Voy a ser mamá. Y, como cualquier madre primeriza, no sé todavía lo que eso significa. Por lo mientras, les comparto una reflexión sobre la mitad de este camino del embarazo.
No estaba en mis planes, cuando consideraba necesario planear las cosas. En ese entonces, a mis diecisiete años, pensaba que le dedicaría toda mi energía a un propósito en específico: el cine. Pero la vida es graciosa, pronto me encontré con otras maravillas. Viajar. Hacer amigos. Enamorarme. El cine nunca pasó a segundo plano, simplemente se volvió más complicado. Me enfoqué en otras cosas, que me han vuelto a traer, coincidentemente, a él. Ahora, con mucho más que decir, no sólo pensando en hacer cine, sino después de dedicarle muchos años de estudio. No de la técnica, sino de la raíz.
De la misma forma, la vida misma me ha vuelto a traer la pregunta sobre la maternidad. Ese placer humano de darle significado a todo a posteriori. Desde ahí veo mis Cabbage Patch Kids de la infancia. Un niño y una niña. Si doy la vuelta, me veo en la secundaria, en aquél día que visitaba una casa cuna, cuando una niña me dijo “mamá”. Mismos años en los que tuve que cuidar de un huevo, al que le dibujé sus ojos y boquita. Ocurrencias escolares de las maestras que piensan que así podemos entender sobre la responsabilidad parental. Quizás, en realidad era una práctica para el transporte de objetos delicados. Allá al fondo, me escucho anunciándole a mi madre que no tendría hijos. “Nunca jamás”. Que extraño es pensar que puedes expresar palabras, sin saber el eco que dejan tras de sí. Ahí en el engaño capitalista, de que se puede encontrar el sentido, sólo de una forma específica. Madame Joseline, quien vivió la vida que yo quería vivir, tenía un hijo ya grande, que había dejado el nido. Las parejas sin hijos tienen Play Station y cenan pasta con vino. “Mi vida empezará a los treinta, a los veinte veré qué hago”. Y aún, me reía con Andrea, mi ahijada, tirando Barbies por el barandal. Entré a trabajar dos semanas entre niños, para terminar renunciando a causa de los adultos. El sueño era pedir trabajo en mi antiguo jardín de niños, o en mi primaria, de maestra de inglés en lo que averiguaba como irme del país. Ya no existen la una ni la otra. Mientras tanto, escribí una tesis sobre Bergman, idea que surgiría cuando veía que sus personajes deambulaban también con la pregunta ¿Ser o no ser? “No te proyectes”, me dijo mi asesor de aquel entonces. “Suecia es el lugar ideal para tener hijos”. Y no lo fue. No nos alcanzaba para más allá de nosotros mismos. Lagom le dicen. “Lo voy a pensar”, le dije a mi madre. La enfermedad. La muerte, una, dos…tres. No siempre estarán ellos con nosotros. El ovario poliquístico. “¿Cuándo supiste que estabas lista para tener hijos?”.
Lo malo de tener buena memoria es saber que, si algo te caracteriza, es la falta de congruencia. Lo bueno de tener buena memoria, es saber que no eres la única.
No sabía, a ciencia cierta, qué tan complicado sería intentar tener un hijo. La única recomendación médica que tuve fue tomar ácido fólico tres meses antes de empezar a intentarlo. Religiosamente, así fue. Pensamos que tomaría mucho tiempo. Pensaba que podría concluir mi maestría y, en una de esas, hasta el programa de islandés. Una vez más, nada fue como lo pensamos. Y eso ha sido parte de la magia que nos hace creyentes. Un significado en todo esto. Contrario a lo que se dice, la probabilidad de las coincidencias.
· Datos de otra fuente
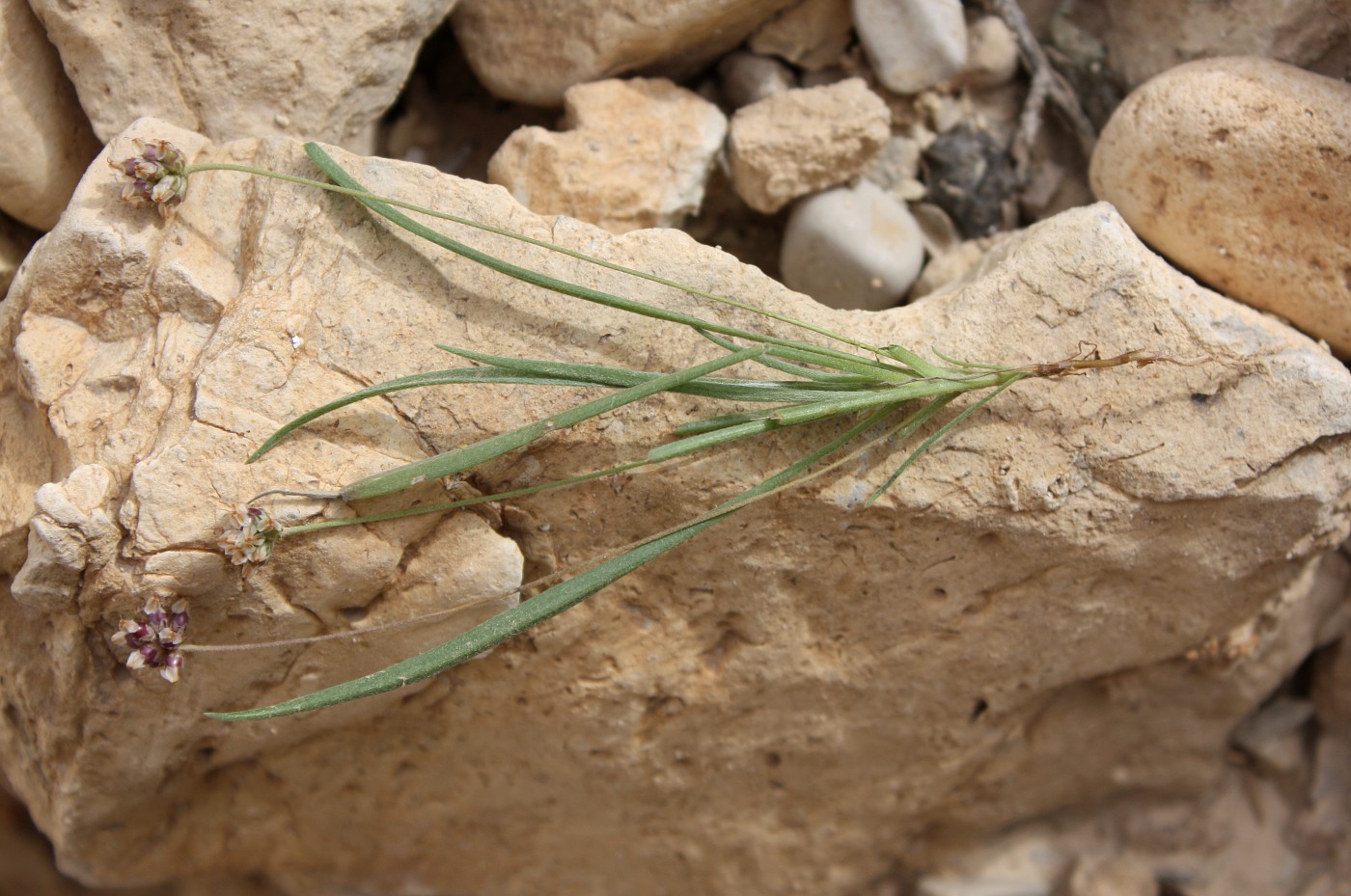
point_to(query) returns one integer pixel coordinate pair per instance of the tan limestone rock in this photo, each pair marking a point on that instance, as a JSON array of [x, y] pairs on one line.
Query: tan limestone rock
[[533, 50], [992, 639], [46, 142], [804, 141], [631, 154], [1148, 37], [1239, 170], [261, 68], [813, 34], [15, 242]]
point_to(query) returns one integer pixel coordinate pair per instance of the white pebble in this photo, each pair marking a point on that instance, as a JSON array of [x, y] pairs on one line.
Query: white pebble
[[912, 44], [746, 78], [851, 249]]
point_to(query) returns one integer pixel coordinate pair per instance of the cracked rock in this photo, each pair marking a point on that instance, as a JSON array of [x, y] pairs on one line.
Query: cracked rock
[[533, 51], [324, 73], [630, 154], [1004, 633]]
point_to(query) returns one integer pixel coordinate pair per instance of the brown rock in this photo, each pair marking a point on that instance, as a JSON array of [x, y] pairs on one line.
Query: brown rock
[[1148, 37], [804, 141], [247, 69], [631, 154], [46, 142], [811, 34], [531, 50], [1004, 633], [1239, 170]]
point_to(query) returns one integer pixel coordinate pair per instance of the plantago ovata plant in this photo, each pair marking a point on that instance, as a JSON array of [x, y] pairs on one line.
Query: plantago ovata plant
[[882, 392]]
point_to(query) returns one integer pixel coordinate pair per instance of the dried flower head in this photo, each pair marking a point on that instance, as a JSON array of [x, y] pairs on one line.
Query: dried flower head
[[154, 638], [249, 538], [157, 175]]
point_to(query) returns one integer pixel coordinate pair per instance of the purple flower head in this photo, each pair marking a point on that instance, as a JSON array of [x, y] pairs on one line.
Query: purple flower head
[[154, 638], [157, 175]]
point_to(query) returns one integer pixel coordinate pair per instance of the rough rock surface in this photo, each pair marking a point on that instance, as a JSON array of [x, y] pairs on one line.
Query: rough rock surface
[[746, 77], [632, 152], [912, 44], [804, 141], [15, 242], [1225, 166], [234, 70], [1148, 37], [46, 142], [533, 50], [816, 693], [811, 34]]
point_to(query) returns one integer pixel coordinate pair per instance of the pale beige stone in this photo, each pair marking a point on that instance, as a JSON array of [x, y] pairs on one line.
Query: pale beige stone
[[1148, 37], [811, 34], [804, 141], [1239, 170], [1004, 633], [324, 71], [534, 50], [46, 142], [630, 154], [992, 54], [912, 44], [15, 242]]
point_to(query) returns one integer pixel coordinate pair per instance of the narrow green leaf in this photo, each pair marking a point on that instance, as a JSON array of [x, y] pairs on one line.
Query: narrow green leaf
[[335, 172], [458, 459], [543, 606], [736, 389]]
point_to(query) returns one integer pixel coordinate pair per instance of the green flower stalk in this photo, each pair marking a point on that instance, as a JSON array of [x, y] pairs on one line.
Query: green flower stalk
[[881, 393]]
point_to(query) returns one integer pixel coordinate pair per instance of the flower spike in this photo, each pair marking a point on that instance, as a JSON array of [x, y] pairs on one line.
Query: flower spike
[[250, 537], [157, 175], [154, 638]]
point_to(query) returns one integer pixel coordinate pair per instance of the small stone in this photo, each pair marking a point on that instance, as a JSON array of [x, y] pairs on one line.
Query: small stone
[[851, 249], [746, 77], [992, 54], [1112, 876], [897, 169], [804, 141], [952, 269], [813, 34], [912, 44], [1238, 170], [533, 51], [632, 154], [46, 142]]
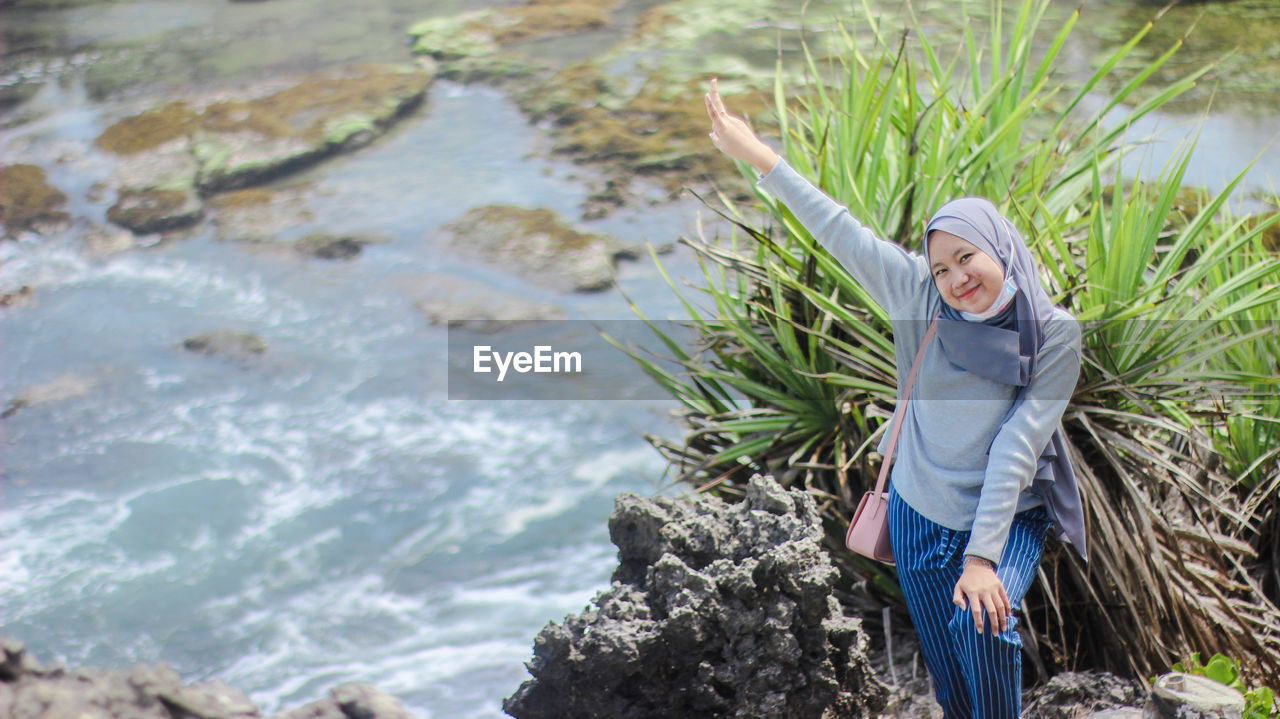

La rapidez con la que ha pasado todo, poco tiempo me ha dado de sentarme a repensar lo que sucede. Y aquí estoy, disfrutando de entre pataditas, las ganas de comerme un melón de postre, mientras sonrío en mi ignorancia. Cuento las horas para poder ver a mi bebé por primera vez. En algún momento, el nunca jamás se volvió un futuro posible. Quizás la edad. Quizás el deseo, ¿el contexto? O la curiosidad que mató al gato.
A veces pienso que son las ganas de reafirmar lo que siempre he sabido de mí: absolutamente nada.